On passe des acrobaties vocales de Alright Without You à la métaphore sulfureuse de Dog, pour ensuite retrouver sa fugue habituelle sur Head & Heart. Et comment son public a-t-il accueilli la perspective et le style vocal inhabituel de #1 Girl? « Plutôt mal », laisse tomber Rayman sur un ton perplexe. « On a clairement choqué une partie de nos fans. »
Il va sans dire que c’était un choix qui comportait son lot de risques pour un artiste qui connaît autant de succès. Rayman cumule plus de 250 millions d’écoutes toutes plateformes confondues et compte, rien que sur Spotify, près de 400 000 auditeurs mensuels. Il a effectué des tournées à guichets fermés en Europe, aux États-Unis et au Canada et a été invité à Bonnaroo, Rifflandia et Lollapalooza, entre autres festivals. Côté collaborations, il a travaillé avec Jessie Reyez, Alex da Kid et James Vincent McMorrow.
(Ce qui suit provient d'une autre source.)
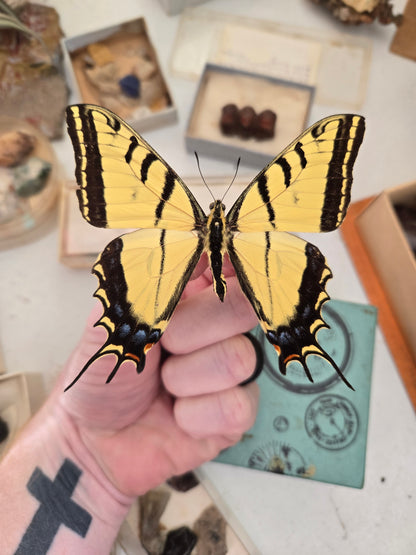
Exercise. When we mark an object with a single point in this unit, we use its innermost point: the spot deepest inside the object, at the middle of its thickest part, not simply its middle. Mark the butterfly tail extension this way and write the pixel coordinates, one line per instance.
(286, 355)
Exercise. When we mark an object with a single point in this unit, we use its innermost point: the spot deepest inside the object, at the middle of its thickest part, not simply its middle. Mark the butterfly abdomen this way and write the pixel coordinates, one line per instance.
(215, 245)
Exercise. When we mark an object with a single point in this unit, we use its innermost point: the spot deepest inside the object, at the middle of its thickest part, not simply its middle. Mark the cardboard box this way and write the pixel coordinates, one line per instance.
(391, 255)
(128, 48)
(220, 86)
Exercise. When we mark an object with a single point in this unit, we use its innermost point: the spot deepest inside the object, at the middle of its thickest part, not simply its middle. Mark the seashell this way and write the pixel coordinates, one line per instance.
(104, 78)
(144, 69)
(130, 86)
(30, 178)
(14, 146)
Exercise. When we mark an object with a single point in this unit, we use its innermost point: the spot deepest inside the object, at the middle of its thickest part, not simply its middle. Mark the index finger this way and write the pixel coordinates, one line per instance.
(202, 319)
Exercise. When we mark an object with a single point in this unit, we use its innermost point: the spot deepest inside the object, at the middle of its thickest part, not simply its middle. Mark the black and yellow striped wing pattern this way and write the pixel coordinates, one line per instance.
(124, 183)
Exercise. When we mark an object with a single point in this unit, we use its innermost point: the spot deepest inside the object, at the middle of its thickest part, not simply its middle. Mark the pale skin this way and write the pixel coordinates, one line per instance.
(134, 433)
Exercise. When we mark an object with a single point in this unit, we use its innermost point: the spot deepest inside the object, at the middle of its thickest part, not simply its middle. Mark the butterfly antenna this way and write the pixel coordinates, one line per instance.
(202, 177)
(233, 179)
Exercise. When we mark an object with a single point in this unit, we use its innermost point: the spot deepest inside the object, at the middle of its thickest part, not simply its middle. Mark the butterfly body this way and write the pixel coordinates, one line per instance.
(124, 183)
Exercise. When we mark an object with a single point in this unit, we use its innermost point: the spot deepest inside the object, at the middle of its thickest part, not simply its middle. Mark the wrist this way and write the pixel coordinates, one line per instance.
(53, 478)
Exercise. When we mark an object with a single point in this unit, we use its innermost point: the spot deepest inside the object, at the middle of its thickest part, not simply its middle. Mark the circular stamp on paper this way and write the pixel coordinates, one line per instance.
(280, 458)
(281, 423)
(331, 421)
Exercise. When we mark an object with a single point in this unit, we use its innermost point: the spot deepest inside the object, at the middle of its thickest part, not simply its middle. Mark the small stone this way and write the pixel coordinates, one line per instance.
(180, 541)
(14, 146)
(30, 178)
(130, 86)
(152, 506)
(265, 125)
(183, 482)
(100, 53)
(247, 122)
(211, 529)
(4, 430)
(230, 120)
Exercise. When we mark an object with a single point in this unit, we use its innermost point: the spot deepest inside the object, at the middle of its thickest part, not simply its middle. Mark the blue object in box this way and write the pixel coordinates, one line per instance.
(315, 430)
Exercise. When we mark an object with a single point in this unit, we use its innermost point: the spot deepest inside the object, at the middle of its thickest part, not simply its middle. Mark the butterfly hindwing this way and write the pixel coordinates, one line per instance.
(141, 278)
(307, 187)
(123, 182)
(284, 279)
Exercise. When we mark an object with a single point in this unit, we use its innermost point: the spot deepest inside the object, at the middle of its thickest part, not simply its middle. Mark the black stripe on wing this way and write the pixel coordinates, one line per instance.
(339, 179)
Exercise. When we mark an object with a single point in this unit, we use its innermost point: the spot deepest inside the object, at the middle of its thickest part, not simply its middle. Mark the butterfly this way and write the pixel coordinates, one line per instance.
(124, 183)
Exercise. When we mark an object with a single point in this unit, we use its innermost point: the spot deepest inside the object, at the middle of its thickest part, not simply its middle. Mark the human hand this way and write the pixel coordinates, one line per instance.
(178, 413)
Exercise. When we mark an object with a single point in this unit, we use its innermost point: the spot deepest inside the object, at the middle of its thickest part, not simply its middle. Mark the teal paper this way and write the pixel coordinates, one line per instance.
(315, 430)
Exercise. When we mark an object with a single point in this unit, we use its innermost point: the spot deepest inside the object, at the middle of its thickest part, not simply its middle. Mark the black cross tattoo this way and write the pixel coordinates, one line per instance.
(56, 508)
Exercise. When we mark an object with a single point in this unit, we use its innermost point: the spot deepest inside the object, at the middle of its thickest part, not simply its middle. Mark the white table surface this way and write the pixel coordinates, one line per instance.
(43, 304)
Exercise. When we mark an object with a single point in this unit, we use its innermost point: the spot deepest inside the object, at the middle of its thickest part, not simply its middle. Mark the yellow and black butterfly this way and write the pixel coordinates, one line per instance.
(124, 183)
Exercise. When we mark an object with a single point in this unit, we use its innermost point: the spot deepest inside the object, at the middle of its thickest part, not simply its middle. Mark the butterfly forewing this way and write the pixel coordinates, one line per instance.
(123, 182)
(307, 187)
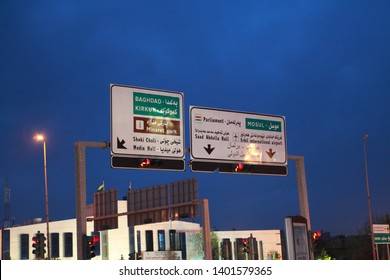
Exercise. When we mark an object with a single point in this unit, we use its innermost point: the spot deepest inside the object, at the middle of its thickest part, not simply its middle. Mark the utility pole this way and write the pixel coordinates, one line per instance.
(81, 192)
Cela dit, il ne s’en fait pas trop avec tout ça.
« Pour être bien honnête, je ne tiens compte de personne d’autre que moi quand je crée de la musique ou que j’écris des histoires, alors ça ne m’affecte pas vraiment », dit l’artiste. « C’est une réaction intéressante et ça doit vouloir dire quelque chose si ça fait réagir certaines personnes de cette façon, alors c’est ça qui est ça. Je comprends que c’est un changement de sonorité radical, mais ça fait 10 ans que je fais ça et si je faisais tout le temps la même chose album après album, je n’aurais aucun plaisir. »
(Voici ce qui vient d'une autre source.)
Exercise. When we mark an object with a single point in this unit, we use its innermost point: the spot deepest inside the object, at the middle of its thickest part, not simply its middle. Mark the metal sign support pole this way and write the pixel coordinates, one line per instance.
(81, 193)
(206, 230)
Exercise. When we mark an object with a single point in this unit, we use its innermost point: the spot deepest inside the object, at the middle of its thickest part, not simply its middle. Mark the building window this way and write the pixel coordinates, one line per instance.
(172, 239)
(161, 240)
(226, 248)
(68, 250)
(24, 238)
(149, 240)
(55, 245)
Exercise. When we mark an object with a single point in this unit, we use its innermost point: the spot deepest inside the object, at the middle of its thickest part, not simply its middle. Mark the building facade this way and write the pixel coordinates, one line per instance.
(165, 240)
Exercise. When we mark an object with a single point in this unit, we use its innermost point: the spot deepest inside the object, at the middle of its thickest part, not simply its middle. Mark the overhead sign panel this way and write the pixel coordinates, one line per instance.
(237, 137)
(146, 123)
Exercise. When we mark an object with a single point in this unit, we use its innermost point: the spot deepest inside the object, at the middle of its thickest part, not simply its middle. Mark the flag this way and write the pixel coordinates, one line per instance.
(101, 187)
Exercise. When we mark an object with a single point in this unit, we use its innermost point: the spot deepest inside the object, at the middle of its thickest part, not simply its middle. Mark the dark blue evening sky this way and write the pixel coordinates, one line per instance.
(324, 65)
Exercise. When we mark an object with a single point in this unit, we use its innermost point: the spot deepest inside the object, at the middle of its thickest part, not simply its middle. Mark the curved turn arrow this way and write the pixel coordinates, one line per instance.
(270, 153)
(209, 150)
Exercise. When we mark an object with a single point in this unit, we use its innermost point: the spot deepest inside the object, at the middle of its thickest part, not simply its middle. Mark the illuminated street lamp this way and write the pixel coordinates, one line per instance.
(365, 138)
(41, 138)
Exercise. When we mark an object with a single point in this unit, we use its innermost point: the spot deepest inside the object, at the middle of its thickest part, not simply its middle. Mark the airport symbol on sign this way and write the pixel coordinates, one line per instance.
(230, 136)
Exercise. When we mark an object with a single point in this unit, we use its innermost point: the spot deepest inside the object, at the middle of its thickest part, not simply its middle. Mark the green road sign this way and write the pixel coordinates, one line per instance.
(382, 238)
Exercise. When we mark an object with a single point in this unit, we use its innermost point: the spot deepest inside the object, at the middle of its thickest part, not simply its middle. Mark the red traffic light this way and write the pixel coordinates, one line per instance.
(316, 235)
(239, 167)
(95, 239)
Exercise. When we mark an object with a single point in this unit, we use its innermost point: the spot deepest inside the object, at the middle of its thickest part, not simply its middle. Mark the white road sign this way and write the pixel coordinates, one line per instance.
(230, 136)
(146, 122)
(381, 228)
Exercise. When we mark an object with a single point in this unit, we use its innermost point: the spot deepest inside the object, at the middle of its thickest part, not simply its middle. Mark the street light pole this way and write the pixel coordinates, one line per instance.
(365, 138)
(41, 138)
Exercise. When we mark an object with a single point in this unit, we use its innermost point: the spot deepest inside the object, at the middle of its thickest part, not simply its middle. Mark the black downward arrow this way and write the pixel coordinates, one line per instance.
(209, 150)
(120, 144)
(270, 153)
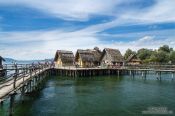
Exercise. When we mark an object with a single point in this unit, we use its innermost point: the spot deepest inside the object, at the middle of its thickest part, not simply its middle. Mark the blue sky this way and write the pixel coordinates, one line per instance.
(35, 29)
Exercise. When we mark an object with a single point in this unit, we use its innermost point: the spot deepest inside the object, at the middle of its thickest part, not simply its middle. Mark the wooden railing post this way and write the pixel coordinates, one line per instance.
(15, 76)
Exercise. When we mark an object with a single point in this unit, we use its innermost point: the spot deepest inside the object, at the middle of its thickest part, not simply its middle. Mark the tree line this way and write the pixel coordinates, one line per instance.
(163, 55)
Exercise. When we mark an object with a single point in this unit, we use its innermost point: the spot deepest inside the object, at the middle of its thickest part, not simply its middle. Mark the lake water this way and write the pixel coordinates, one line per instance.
(98, 96)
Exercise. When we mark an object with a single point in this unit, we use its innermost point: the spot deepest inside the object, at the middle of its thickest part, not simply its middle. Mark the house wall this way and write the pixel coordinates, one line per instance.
(58, 63)
(106, 60)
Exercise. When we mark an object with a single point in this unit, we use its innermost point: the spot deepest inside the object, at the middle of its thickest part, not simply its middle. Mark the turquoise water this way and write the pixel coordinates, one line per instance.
(97, 96)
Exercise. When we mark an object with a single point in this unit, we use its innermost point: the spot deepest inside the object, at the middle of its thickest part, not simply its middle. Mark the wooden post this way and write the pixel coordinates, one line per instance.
(172, 76)
(12, 97)
(15, 76)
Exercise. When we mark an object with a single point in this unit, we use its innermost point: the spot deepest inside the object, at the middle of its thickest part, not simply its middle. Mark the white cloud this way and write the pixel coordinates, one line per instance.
(69, 9)
(43, 44)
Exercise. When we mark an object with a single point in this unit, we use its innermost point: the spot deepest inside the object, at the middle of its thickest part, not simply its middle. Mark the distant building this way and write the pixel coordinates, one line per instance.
(84, 58)
(111, 57)
(64, 58)
(133, 60)
(1, 60)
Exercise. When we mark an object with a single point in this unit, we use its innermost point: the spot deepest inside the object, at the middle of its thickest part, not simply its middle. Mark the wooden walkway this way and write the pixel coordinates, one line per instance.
(26, 77)
(18, 80)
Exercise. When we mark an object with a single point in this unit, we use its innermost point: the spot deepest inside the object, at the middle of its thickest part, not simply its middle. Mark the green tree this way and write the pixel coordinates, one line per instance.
(172, 57)
(144, 54)
(128, 53)
(165, 48)
(153, 57)
(162, 57)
Mais Rayman est en bonne compagnie. Les fans de Bowie ont été pour le moins surpris quand il a fait un virage « plastic soul » (dans ses propres mots) avec l’album Young Americans. Même scénario pour Joni Mitchell quand elle a lancé un album de jazz – Mingus – et quand Neil Young a sorti un album de musique électronique intitulé Trans. Ces légendes ont écouté leurs muses, peu importe où celles-ci les mèneraient. Et si #1 Girl était le premier album de Rayman, il y a fort à parier que personne n’en ferait de cas. Or, une fois qu’on a un auditoire fidèle, ces personnes ont beau être disposées à permettre une certaine latitude créative à leur artiste préféré, elles ne veulent généralement pas que cet artiste change au point de s’exclamer « c’est quoi ça?! » Et c’est justement ça que Rayman a fait.
« J’ai la chance d’avoir très peu de personnes qui regardent par-dessus mon épaule pour voir ce que je fais ou essayer de me convaincre de faire ceci ou cela, donc j’ai une grande latitude qui me permet d’explorer ce qui m’intéresse », dit-il.
« Si je faisais tout le temps la même chose album après album, je n’aurais aucun plaisir »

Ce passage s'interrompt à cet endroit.